Screenshot 2026-04-29 at 4.04.28 PM.jpg
Screenshot 2026-04-29 at 4.07.02 PM.jpg

Switch to a different workspace mid-integration

If you realize you're pointing at the wrong workspace before the key is minted, pick "switch to existing" at the workspace prompt and select from the list of other workspaces in your org. The session repins, then mint and instrumentation proceed against the new workspace.

Screenshot 2026-04-29 at 4.13.47 PM.jpg

Standalone bootstrap (no existing wiring site)

If your repo uses tracing decorators but doesn't construct a TracerProvider directly, kubit-integrate falls back to scaffolding a standalone bootstrap file:

  • A kubit_instrumentation.py (or kubit-instrumentation.ts) is written into the right place for your project layout — diff first, approval required.

  • The import is added to your entrypoint (main.py, cli.py, src/index.ts, etc.) — also diff-first.

If you decline the entrypoint edit, the wiring instruction is printed for manual paste. The bootstrap file and SDK install both stand.

Output

The close-out always prints exactly three blocks:

  1. Status line — workspace name and where the key was written.

  2. Wiring line — where the Kubit span processor landed (merged file path, or bootstrap + entrypoint paths).

  3. Verification command — run this yourself to confirm traces are flowing.

For Python integrations using a standalone bootstrap, you'll also see a reminder to verify service_name, service_version, and deployment.environment before running verification — those are scaffolded as defaults and meant to be edited per environment.

What it won't do

  • Install your tracing framework for you. If your repo doesn't already have one set up, /kubit-integrate exits cleanly and tells you to add it first.

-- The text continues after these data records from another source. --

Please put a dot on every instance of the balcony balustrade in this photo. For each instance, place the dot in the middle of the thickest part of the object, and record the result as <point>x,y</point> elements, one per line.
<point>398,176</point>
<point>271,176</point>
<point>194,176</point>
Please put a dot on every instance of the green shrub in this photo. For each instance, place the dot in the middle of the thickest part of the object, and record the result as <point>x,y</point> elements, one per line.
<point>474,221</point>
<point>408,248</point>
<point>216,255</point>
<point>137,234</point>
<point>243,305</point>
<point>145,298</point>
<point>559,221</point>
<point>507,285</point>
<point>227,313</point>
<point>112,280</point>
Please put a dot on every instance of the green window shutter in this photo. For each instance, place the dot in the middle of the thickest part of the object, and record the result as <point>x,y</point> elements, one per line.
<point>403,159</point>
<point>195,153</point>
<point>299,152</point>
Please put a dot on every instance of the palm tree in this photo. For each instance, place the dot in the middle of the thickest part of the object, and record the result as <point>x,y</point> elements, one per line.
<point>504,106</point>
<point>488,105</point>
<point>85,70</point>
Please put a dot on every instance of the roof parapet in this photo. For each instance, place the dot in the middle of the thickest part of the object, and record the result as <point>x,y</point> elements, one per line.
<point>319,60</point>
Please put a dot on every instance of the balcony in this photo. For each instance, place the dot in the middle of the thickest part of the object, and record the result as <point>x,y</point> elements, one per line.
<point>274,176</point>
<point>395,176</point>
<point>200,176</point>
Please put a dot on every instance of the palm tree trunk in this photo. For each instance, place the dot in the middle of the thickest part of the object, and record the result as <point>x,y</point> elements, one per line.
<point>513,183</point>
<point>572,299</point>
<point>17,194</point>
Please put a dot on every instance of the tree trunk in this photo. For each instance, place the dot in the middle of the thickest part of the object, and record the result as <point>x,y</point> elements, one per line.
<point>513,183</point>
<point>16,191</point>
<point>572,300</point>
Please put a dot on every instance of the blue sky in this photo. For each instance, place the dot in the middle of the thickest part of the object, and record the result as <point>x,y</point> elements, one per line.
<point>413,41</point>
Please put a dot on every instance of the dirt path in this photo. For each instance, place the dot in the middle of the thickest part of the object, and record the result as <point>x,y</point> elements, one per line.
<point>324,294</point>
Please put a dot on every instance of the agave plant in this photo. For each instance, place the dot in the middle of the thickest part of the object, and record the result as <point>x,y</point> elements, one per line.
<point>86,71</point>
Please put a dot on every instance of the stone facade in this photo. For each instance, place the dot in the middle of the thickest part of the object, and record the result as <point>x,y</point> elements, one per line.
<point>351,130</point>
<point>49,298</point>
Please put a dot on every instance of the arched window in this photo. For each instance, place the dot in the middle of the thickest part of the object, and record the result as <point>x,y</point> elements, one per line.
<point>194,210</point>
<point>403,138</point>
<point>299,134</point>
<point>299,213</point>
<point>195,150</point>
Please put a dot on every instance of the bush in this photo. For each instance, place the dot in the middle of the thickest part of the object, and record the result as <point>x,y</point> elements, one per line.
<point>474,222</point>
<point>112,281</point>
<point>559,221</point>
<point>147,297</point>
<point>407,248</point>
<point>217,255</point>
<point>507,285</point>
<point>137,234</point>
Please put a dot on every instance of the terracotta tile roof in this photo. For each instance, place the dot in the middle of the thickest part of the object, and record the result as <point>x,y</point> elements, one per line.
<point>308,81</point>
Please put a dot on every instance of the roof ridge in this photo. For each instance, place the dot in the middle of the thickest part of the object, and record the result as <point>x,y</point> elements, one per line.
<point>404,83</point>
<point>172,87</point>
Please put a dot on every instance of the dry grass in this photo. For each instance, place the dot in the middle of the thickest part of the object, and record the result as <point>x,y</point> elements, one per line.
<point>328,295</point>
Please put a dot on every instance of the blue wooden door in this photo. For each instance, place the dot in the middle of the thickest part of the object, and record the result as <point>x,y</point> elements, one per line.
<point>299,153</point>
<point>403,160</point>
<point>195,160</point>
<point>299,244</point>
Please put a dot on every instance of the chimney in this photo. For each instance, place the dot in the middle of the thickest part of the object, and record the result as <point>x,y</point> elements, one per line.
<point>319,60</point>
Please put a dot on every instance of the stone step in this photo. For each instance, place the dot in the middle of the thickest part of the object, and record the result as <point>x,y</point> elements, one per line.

  • Write the key anywhere besides .env.local or .env. Secret stores, CI config, and .env.production are off-limits unless you ask explicitly.

  • Run any verification or test span itself. The verification command is printed for you to run — /kubit-integrate never calls Kubit's ingest endpoint from inside the skill.

  • Silently overwrite anything. Every file write, merge, and entrypoint edit is shown as a diff first.

  • Echo the minted key back to you. The key lands in the env file (or, in the gitignore-fallback case, prints exactly once as a shell export line) and is never logged or echoed afterward.

  • Create more than one workspace per run. The "create new" branch runs workspace_create exactly once.

Notes

  • Edge runtimes: the Node SDK is Node-only (it depends on AWS Kinesis under the hood). If your repo straddles runtimes — Next.js, Cloudflare Workers, Vercel Edge, Deno — Kubit will be wired only into the Node runtime via runtime gating, never imported from Edge code.

  • Gitignore safety: if your .env file isn't gitignored, the key is not written. Instead, you'll see a one-time export line printed to your terminal so you can set it manually without risking a commit. Install and wiring still proceed.

  • Failed installs: if the SDK install fails (network, resolver conflict, etc.), the manifest edit and wiring still go through so you have a diffable change. The close-out flags that verification will fail until you resolve the install manually.

  • Unsupported framework? Reach out on #kubit — adapters for other frameworks are being added incrementally.